Der ewige Gärtner

Kinostart: 12.01.06
2005
Filmplakat: Der ewige Gärtner

FBW-Pressetext

Politisches Kino der Extra-Klasse und ein großer Liebesfilm dazu, nach einem Roman von John le Carré: Afrika als Testlabor der Pharmakonzerne. Ein aufregend-ungewöhnlich inszenierter Film des Regisseurs von „City of God“.
Prädikat besonders wertvoll

Filminfos

Kategorie:Spielfilm
Gattung:Politthriller
Regie:Fernando Meirelles
Darsteller:Rachel Weisz; Ralph Fiennes; Bill Nighy; Danny Huston; Pete Postlethwaite
Drehbuch:Jeffrey Caine
Buchvorlage:John le Carré
Weblinks:filmsortiment.de;
Länge:128 Minuten
Kinostart:12.01.2006
Verleih:Kinowelt
Produktion: Focus Features, U.K. Film Council; Potboiler Production; Scion Films;
FSK:12

Jury-Begründung

Prädikat besonders wertvoll

John le Carré hat sich vor allem durch eine große Zahl von Spannungsromanen im Spionagebereich einen Namen gemacht. Sein Bestseller „Der ewige Gärtner“ bildet nun die Vorlage zu einem äußerst spannenden und zugleich dramatischen Film, an dessen überaus kunstvoll angelegtem Drehbuch er selbst auch mitgearbeitet hat.

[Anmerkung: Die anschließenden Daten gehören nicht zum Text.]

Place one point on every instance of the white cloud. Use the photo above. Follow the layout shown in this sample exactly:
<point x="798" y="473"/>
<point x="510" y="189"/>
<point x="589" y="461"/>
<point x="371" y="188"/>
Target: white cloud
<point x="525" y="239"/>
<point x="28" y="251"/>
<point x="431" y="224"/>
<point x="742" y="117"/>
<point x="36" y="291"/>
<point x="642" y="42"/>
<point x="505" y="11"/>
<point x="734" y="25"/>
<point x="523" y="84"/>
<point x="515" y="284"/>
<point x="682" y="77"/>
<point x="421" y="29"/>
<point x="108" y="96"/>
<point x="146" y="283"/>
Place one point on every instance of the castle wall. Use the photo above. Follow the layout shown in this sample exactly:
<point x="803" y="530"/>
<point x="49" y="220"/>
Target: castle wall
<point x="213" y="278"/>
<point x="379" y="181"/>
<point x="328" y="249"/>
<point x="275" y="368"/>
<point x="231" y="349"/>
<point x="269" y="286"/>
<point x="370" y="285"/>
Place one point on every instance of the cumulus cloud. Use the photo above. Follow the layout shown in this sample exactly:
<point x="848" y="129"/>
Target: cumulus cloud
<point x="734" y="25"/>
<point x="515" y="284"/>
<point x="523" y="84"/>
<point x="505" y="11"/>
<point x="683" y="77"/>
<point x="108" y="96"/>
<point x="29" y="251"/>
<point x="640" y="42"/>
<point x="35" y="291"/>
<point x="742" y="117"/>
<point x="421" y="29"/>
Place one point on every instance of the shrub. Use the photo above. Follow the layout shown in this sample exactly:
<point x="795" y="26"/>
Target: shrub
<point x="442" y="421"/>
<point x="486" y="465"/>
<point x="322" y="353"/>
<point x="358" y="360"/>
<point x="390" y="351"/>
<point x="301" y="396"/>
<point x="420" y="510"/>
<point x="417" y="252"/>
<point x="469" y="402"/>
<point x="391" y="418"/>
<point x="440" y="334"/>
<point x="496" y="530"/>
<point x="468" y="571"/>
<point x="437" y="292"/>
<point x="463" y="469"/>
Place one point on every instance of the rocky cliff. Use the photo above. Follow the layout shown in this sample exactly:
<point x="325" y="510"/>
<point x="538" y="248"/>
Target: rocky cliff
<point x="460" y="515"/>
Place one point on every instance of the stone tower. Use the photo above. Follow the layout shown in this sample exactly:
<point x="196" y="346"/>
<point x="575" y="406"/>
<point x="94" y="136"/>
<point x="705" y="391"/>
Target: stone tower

Wie ein Puzzle setzt sich der packend-intelligente Film zusammen, pendelt ständig zwischen Gegenwart und Rückblenden in die Vergangenheit – und dies auch noch zwischen London, Berlin und Kenia. All das ist erzählerisch und dramaturgisch stringent und emotional bewegend. Das Bewegungsmoment des Films ist die Suche eines Mannes nach jener Wahrheit, die seiner Frau das Leben gekostet hat. So ist der Film eine Thriller- und eine Liebesgeschichte zugleich. Durch die Liebe zu der leidenschaftlichen Aktivistin Tessa (Rachel Weisz) wird Justin Quayle (Ralph Fiennes), Diplomat der British High Commission in Kenia, in einen gefährlichen Strudel menschenverachtender Machenschaften gezogen, in die Pharmakonzerne wie auch Regierungen verwickelt sind.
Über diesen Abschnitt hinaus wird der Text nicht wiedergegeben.